The Upside of Ceding Control

These unexpectedly positive side-effects of the pandemic—accelerating interest in UCTs and naturally occurring mutuality—highlight that peer-driven change just might be inching closer to philanthropy’s prime time. But make no mistake, for funders, peer-driven change can require a fundamental shift in perspective: to recognize and embrace the initiative, self-determination, and mutuality of individuals and families and to reconceive of them as “makers,” not “takers.”
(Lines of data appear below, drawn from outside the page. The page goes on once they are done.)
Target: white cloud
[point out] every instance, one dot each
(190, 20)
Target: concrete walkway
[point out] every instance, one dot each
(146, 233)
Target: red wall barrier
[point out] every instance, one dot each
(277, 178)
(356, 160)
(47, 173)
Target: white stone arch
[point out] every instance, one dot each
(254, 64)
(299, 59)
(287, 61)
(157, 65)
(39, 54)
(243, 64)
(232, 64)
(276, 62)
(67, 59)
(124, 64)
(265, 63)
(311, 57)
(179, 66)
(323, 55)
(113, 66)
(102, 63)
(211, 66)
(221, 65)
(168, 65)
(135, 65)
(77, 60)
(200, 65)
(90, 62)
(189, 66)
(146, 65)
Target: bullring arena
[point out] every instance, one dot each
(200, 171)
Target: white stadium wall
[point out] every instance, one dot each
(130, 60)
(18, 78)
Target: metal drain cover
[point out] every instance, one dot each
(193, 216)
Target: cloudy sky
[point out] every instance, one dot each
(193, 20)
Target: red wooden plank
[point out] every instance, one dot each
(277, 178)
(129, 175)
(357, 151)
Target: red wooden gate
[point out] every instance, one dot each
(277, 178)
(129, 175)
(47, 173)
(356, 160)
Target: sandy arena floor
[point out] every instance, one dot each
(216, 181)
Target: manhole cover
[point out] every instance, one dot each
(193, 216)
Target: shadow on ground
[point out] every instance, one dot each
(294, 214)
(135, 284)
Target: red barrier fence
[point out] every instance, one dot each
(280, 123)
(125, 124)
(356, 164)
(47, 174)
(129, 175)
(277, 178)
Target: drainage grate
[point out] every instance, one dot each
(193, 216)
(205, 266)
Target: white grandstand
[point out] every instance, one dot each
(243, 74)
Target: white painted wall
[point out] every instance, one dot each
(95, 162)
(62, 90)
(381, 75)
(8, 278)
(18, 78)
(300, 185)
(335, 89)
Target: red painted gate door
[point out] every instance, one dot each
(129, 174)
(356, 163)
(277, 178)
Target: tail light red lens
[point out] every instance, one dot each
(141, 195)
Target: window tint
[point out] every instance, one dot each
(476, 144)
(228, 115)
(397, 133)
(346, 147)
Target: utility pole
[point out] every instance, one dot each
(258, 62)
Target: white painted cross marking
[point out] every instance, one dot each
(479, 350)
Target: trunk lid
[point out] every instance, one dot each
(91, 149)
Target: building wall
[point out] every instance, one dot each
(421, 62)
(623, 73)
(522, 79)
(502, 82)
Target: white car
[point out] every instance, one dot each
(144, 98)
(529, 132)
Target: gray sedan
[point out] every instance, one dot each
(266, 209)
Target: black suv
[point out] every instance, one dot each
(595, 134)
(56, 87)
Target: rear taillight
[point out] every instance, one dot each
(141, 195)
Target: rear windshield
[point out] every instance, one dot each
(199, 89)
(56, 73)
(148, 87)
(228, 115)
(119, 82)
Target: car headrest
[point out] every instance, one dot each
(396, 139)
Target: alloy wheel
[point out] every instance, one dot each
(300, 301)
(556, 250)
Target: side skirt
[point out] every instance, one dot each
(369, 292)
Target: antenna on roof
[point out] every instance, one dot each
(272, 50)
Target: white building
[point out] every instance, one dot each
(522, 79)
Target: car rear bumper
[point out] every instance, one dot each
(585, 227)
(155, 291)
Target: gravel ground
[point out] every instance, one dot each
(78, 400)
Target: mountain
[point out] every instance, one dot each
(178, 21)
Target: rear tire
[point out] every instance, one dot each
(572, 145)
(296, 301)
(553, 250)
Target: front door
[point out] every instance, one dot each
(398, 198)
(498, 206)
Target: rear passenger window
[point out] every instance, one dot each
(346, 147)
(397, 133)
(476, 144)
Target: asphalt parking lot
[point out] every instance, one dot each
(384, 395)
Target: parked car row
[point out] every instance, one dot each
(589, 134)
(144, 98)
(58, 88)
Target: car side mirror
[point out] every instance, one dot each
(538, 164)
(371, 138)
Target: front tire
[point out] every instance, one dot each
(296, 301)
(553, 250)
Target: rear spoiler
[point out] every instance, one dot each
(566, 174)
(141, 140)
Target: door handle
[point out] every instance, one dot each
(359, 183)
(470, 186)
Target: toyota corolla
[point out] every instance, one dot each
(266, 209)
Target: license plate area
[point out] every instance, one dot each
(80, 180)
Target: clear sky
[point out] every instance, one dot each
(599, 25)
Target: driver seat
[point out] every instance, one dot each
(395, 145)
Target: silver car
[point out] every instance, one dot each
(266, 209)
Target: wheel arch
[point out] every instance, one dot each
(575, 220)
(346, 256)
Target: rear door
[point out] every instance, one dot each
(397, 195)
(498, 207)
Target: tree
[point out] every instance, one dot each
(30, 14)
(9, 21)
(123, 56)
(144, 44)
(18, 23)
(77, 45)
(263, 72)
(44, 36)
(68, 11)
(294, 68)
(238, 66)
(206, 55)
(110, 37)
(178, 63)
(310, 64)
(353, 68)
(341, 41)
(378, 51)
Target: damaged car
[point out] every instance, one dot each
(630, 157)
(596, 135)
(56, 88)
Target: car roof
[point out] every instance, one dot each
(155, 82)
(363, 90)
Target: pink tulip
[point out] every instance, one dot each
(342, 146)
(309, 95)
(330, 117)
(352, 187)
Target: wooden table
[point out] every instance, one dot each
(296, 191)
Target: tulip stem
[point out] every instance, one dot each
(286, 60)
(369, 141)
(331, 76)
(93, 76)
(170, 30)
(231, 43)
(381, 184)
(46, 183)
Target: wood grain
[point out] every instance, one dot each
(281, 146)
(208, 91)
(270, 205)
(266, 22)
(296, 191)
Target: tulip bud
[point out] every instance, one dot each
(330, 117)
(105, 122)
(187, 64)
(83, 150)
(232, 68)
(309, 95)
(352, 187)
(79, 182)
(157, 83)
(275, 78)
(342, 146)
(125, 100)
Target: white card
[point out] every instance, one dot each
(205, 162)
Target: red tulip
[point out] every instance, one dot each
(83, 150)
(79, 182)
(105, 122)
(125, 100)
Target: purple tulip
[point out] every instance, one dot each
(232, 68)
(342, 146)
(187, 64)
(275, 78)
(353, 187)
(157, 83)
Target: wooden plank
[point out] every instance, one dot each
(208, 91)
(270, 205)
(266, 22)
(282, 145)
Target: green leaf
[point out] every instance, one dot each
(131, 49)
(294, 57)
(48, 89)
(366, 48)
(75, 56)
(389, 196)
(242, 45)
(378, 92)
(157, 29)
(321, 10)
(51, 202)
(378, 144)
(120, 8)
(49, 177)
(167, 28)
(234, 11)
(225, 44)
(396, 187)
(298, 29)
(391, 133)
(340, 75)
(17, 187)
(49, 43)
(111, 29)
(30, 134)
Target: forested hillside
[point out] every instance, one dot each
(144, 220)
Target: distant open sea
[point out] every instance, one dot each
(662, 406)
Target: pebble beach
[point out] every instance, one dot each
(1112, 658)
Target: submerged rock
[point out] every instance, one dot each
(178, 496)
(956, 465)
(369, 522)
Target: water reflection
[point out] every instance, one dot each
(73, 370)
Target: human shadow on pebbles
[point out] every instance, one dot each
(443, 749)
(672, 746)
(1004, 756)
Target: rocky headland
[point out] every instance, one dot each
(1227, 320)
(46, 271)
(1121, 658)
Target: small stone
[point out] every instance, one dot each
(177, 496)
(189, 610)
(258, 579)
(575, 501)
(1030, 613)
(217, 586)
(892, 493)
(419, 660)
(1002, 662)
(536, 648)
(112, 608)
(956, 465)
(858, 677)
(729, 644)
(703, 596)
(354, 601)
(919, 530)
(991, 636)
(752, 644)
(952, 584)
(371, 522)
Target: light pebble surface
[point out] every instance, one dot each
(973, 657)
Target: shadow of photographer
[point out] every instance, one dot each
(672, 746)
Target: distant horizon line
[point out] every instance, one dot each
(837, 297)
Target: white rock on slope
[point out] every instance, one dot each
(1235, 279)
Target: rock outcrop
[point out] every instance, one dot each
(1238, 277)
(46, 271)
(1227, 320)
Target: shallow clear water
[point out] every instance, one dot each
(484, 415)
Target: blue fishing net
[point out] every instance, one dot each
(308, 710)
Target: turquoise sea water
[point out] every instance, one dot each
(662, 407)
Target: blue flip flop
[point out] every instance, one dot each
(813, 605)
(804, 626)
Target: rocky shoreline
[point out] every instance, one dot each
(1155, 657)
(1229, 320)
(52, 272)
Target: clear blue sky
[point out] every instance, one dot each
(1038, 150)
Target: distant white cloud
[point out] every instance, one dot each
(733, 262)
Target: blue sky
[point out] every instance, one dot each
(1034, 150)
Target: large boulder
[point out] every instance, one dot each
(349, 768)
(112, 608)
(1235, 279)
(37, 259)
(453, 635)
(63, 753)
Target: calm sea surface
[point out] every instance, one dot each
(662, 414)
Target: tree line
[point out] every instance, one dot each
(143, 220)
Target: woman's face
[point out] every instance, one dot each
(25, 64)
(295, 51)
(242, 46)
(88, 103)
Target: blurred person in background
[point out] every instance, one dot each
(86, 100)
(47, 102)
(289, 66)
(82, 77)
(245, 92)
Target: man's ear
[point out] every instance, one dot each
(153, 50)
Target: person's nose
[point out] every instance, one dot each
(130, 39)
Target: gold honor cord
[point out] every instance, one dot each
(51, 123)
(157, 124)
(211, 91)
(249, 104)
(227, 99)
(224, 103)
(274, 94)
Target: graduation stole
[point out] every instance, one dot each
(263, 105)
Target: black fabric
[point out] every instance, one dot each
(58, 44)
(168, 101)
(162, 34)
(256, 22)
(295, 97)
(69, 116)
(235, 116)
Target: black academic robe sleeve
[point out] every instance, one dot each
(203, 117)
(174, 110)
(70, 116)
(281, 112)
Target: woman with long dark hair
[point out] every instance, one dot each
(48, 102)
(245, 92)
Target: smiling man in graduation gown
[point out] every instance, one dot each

As we noted in the SSIR article, “Nonprofits and philanthropists often think of low-income community members as the last mile of a social impact effort, where adoption and buy-in from community members are vital. With peer-driven change, those same people must be viewed as the first mile, where leadership, autonomy, and tenacity constitute the very engine of their own progress.”
 
When funders flip the power dynamic inherent in much philanthropic activity, by ceding control to constituents and supporting peer driven efforts without disrupting them, the results can be compelling, as we saw firsthand during our field research:
  • In the San Francisco Bay Area, Iu Mien refugees from Laos, in an effort to reweave their social fabric and reclaim a sense of pride in their culture, collectively raised more than $500,000 to construct a community center and temple in East Oakland.
  • Villages in northern Rwanda, where the average annual income is approximately $165, pulled together and collectively achieved life-enhancing goals, such as purchasing iron roofs for every home and acquiring a cow for every family.
  • Across Boston, peer groups comprised of individuals and families helped each other launch small businesses, complete their college educations, and acquire their first full-time jobs.   
COVID-19 and the Black Lives Matter movement just might be creating an inflection point for philanthropy, where funders increasingly recognize the imperative to get closer to people experiencing poverty. Supporting the collective efforts of people who are setting their own goals and designing their own pathways to a better life is a wide open opportunity for funders to “get proximate.”

For those funders who recognize that the time is right to think differently and lean into peer-driven change, they might stop asking themselves “What can we do?” and instead start by asking: “What are mutually supportive affinity groups doing to improve their lives—and how can we be useful?”

Rohit Menezes and Willa Seldon are partners, and Simon Morfit is a manager, in The Bridgespan Group’s San Francisco office.

 
 
[1] Those resources can include support in helping people form affinity groups so they can share information and knowledge; truly neutral facilitative support, as peer groups work toward consensus; or support in validating individuals’ and families’ results, as they track their progress toward self-identified goals.